Review, Theatrical

Time for a Reel WOLF review

About the film (courtesy of Focus Features):
Believing he is a wolf trapped in a human body, Jacob (George MacKay) eats, sleeps, and lives like a wolf – much to the shock of his family. When he’s sent to a clinic, Jacob and his animal-bound peers are forced to undergo increasingly extreme forms of ‘curative’ therapies. However once he meets the mysterious Wildcat (Lily-Rose Depp), and as their friendship blossoms into an undeniable infatuation, Jacob is faced with a challenge: will he renounce his true self for love.


Wolf is an international joint production film from Ireland and Poland. It premiered at this year’s Toronto International Film Festival back in September and now it has made its way to American cinemas, something in which you may wish hadn’t happened in case you are thinking of hitting the theaters to see this. Every once in a while, you watch a movie and silently wonder, “how did this even get made?” This one might comfortably fall into that category.
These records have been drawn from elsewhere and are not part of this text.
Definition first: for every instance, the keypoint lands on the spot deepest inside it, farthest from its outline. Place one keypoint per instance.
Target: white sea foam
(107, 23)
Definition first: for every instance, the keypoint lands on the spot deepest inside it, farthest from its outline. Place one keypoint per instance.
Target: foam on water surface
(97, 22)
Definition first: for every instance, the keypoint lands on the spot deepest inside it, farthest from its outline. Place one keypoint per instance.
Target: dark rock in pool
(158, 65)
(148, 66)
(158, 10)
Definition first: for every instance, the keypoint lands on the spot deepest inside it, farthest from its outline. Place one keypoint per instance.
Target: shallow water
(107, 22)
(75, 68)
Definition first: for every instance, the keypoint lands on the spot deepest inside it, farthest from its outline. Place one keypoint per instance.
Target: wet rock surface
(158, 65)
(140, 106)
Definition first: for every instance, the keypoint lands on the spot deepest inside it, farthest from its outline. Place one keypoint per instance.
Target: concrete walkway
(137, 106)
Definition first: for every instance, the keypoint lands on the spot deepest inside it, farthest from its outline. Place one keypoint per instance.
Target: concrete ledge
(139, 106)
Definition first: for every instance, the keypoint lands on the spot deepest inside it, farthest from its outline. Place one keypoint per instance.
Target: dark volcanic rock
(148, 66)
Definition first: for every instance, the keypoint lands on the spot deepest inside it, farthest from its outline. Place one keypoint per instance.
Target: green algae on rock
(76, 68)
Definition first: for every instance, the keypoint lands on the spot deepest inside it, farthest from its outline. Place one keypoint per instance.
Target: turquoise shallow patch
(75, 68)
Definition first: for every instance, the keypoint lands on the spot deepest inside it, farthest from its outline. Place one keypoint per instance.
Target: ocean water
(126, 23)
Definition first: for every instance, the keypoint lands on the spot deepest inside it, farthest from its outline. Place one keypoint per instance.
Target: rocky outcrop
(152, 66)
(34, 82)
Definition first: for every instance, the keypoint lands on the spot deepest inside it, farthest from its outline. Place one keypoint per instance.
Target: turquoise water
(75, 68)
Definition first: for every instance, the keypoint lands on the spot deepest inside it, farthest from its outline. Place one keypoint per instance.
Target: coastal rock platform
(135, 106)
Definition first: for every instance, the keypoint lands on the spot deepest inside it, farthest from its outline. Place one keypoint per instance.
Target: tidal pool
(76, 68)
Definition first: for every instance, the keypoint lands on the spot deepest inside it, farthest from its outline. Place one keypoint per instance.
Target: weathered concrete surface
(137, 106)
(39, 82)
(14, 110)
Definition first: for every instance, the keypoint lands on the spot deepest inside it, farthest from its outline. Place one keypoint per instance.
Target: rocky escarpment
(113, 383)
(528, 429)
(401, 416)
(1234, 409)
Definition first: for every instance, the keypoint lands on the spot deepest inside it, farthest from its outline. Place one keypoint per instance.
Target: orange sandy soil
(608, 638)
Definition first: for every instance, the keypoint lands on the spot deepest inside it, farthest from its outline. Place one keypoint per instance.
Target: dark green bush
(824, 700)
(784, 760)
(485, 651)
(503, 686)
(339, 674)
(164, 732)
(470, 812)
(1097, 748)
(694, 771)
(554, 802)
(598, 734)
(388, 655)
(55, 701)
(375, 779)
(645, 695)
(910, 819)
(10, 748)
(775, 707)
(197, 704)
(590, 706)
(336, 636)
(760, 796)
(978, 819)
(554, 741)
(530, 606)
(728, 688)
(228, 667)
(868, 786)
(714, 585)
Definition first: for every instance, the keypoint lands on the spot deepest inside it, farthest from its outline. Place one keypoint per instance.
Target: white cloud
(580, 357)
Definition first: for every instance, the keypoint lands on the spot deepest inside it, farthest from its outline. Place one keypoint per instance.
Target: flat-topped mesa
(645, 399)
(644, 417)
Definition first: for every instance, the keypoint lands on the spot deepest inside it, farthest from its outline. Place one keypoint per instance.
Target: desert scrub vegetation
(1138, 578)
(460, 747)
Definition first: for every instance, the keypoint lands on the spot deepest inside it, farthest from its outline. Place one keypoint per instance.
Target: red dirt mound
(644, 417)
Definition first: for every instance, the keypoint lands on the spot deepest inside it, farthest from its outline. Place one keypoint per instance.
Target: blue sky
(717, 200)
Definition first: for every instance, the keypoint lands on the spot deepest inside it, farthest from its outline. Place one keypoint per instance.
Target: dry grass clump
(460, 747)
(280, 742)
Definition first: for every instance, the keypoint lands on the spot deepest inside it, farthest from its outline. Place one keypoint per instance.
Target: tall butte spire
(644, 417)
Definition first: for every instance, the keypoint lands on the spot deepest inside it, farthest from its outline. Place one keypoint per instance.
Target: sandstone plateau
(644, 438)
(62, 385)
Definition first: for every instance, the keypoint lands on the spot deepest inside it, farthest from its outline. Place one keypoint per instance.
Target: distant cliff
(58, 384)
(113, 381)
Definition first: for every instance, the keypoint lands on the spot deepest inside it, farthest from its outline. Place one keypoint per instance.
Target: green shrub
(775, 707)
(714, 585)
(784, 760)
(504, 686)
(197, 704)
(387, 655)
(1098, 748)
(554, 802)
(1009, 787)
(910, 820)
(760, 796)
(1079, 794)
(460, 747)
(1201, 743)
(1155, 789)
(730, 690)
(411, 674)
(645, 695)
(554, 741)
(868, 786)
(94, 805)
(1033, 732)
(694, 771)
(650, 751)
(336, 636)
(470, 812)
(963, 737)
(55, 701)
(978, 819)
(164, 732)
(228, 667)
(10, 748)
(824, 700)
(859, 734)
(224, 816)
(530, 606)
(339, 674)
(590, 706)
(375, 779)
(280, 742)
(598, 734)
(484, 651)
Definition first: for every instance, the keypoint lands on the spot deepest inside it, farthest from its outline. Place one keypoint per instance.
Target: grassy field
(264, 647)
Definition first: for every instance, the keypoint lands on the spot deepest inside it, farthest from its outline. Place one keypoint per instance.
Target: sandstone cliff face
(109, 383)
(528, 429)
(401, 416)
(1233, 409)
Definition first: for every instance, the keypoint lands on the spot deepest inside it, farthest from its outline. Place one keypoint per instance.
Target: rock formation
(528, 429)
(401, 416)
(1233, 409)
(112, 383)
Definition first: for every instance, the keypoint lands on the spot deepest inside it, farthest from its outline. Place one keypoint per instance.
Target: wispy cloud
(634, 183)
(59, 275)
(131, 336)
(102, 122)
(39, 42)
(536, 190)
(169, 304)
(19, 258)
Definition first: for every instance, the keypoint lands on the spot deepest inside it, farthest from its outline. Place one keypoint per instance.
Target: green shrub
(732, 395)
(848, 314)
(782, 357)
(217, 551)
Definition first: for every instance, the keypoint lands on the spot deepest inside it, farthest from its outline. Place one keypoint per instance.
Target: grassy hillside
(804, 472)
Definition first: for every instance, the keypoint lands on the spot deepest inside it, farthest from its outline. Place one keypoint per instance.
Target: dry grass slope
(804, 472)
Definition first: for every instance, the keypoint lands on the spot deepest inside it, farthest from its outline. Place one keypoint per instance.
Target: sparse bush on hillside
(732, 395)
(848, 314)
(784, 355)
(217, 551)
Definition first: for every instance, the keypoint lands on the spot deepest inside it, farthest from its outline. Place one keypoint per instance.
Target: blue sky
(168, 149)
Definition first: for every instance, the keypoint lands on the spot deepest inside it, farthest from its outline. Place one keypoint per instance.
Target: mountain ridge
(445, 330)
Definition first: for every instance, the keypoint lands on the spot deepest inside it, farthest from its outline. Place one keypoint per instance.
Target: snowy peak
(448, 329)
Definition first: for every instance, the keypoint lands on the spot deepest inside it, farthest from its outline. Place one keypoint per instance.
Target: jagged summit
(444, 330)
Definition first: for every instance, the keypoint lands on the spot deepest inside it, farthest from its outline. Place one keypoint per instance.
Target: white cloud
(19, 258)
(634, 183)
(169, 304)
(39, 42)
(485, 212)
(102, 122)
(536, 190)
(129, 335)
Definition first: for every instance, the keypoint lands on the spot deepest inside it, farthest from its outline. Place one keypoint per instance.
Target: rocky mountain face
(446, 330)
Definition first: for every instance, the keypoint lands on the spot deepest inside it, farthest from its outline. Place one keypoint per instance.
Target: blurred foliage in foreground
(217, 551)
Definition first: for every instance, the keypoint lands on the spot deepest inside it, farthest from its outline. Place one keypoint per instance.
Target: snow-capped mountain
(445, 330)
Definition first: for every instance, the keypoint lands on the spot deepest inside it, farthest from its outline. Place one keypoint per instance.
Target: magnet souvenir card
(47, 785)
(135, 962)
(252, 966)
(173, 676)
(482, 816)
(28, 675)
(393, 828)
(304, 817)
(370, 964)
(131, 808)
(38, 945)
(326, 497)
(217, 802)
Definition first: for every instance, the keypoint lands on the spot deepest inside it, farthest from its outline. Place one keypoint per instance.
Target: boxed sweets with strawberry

I won’t be wasting my time here trying find redeeming qualities of this movie. Well except that they do have the decency of limiting the runtime to under 100 minutes, so there’s that. If you can’t tell this already, I was not a fan, not even a little, of this one. There must have been something lost in translation between what writer/director Nathalie Biancheri hoped to present and what is actually manifested on screen for audiences to experience. I, for one, was left scratching my head throughout and wondering if I just didn’t get it. Wolf is awfully hard to get behind and take it as a serious movie.

After doing a little digging, poking and prodding on the internet, I learned a new term, otherkin. According to Dictionary.com the definition of this word is someone who identifies as a non-human species or mythological entity. But as it turns out, this is NOT what’s going on the movie, Wolf. Instead, what our lovable fuzzy characters are dealing with is a medical condition called clinical lycanthropy, which is defined as a rare psychiatric syndrome that involves a delusion that the affected person can transform into, has transformed into, or is, an animal. Okay, got it?

Jacob (George MacKay), Wildcat (Lily-Rose Depp) and a host of others suffer from this affliction in Wolf and it’s up to The Zookeeper (Paddy Considine) to to get them to shed their imaginary animal skin and return to the real, functioning world. This plot is way out there and I doubt many people will be happy to go along for the ride, especially with the logical inconsistencies. I mean for starters, you’re an animal but you understand spoken words, can speak words to communicate with other species and humans AND you wear some sort of clothing – presumably dressing yourselves…okay what, do you identify as a cartoon animal? It’s thoughts like these that will keep audiences from taking this story seriously.

George MacKay, Lily-Rose Depp and Paddy Considine do give decent performances, but not enough to ignore everything else that’s going on with this feature. I do get that there are people out there that suffer from countless medical and psychological afflictions, but that doesn’t give Wolf a free pass to just waste my time, or yours. I’d urge anyone that is curious about seeing this to watch the trailer first and know what you’re getting into. You can only see this one in theaters right now but I’m guessing it’ll have a very short run before it’s soon available to endure at home.